If you want to figure out exactly what is happening, break out wireshark and look for FINs and RSTs (and the absence of anything). If you see the proper FIN sequence going across when your socket is closed, then the problem must be in your code. if you see RST, it may be caught by exceptions, and if you don't see anything you'll need to devise a way in your protocol to 'ping' each side of the connection to make sure they are still alive, or set a sufficiently short timeout for more data.
Rather than chasing perceived bugs in select(), I'm going to address your original fallacy that drove you away from simple, reliable, single-threaded design.
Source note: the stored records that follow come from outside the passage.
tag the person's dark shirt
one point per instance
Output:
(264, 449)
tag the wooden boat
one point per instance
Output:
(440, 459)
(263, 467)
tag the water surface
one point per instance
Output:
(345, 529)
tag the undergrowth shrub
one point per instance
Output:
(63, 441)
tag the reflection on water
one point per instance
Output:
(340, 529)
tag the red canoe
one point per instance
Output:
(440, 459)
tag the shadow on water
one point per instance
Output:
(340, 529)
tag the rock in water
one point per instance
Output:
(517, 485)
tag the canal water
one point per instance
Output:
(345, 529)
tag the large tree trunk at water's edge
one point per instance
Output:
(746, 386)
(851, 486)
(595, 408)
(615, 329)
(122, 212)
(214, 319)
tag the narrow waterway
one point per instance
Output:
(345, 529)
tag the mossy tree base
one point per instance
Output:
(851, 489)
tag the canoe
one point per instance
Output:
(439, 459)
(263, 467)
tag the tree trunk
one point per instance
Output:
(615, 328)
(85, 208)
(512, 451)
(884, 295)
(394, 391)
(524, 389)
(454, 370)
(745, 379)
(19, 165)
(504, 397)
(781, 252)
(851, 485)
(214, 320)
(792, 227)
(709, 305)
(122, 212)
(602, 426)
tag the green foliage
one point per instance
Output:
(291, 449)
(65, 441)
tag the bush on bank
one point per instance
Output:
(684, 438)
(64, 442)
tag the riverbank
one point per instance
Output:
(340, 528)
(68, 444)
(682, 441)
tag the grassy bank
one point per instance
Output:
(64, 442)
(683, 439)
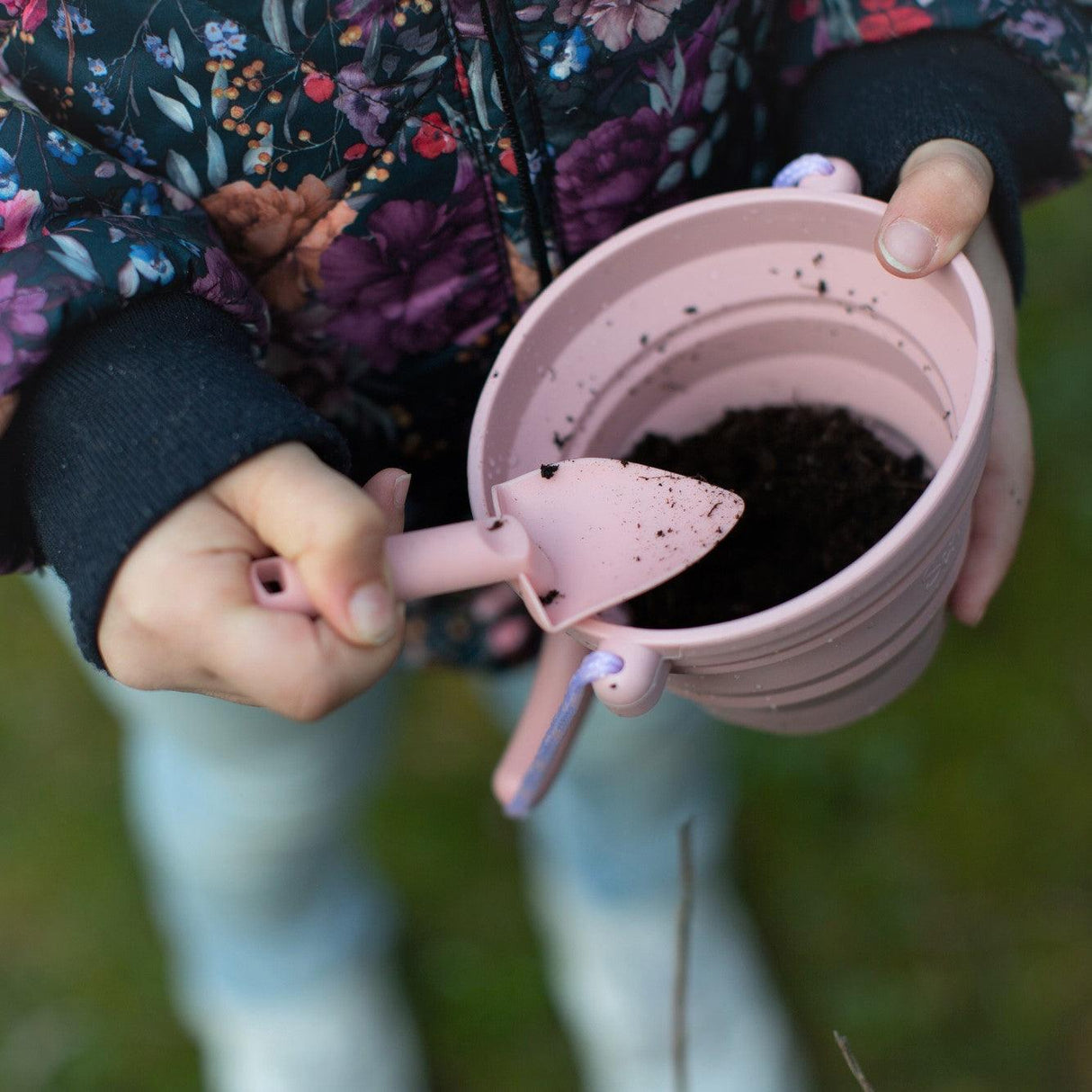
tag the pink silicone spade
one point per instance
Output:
(575, 537)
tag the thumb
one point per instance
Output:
(943, 197)
(331, 530)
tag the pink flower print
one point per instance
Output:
(31, 12)
(20, 317)
(615, 22)
(15, 216)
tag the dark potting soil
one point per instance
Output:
(819, 489)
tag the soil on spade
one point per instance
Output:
(819, 490)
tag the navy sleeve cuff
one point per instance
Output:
(875, 103)
(131, 417)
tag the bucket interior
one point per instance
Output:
(726, 304)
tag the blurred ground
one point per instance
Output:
(922, 878)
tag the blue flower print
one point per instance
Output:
(152, 264)
(98, 98)
(144, 200)
(9, 177)
(569, 52)
(159, 50)
(80, 23)
(224, 40)
(64, 148)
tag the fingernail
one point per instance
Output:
(372, 612)
(908, 246)
(401, 490)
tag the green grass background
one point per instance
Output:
(922, 878)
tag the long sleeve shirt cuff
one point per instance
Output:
(875, 103)
(128, 419)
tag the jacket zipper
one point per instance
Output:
(536, 234)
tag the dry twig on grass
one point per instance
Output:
(683, 957)
(843, 1045)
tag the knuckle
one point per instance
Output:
(309, 703)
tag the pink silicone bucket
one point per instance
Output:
(756, 299)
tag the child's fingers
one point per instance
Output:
(289, 664)
(389, 489)
(943, 197)
(330, 529)
(1000, 504)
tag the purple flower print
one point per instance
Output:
(367, 13)
(1036, 26)
(615, 22)
(608, 179)
(20, 317)
(15, 216)
(225, 286)
(362, 102)
(426, 277)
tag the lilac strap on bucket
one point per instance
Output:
(595, 667)
(794, 173)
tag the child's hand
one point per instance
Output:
(182, 616)
(938, 210)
You said "You can't do non-blocking reads on STDIN_FILE_HANDLE, either. That means there is no way to read stdin from the main thread, since ReadFile() might block indefinitely" but this simply isn't the whole story. Look at ReadConsoleInput, WSAEventSelect, and WaitForMultipleObjects. The stdin handle will be signalled only when there is input and ReadConsoleInput will return immediately (pretty much the same idea behind select() in Unix).
Or, use ReadFileEx and WaitForMultipleObjectsEx to have the console reads fire off an APC (which isn't all that asynchronous, it runs on the main thread and only during WaitForMultipleObjectsEx or another explicit wait function).
If you want to stick with using a second thread to get async I/O on stdin, then you might try closing the handle being passed to select instead of doing a socket shutdown (via closesocket on the other end). In my experience select() tends to return really quickly when one of the fds it is waiting on gets closed.
Or, maybe your problem is the other way around. The select docs say "For connection-oriented sockets, readability can also indicate that a request to close the socket has been received from the peer". Typically you'd send that "request to close the socket" by calling shutdown(), not closesocket().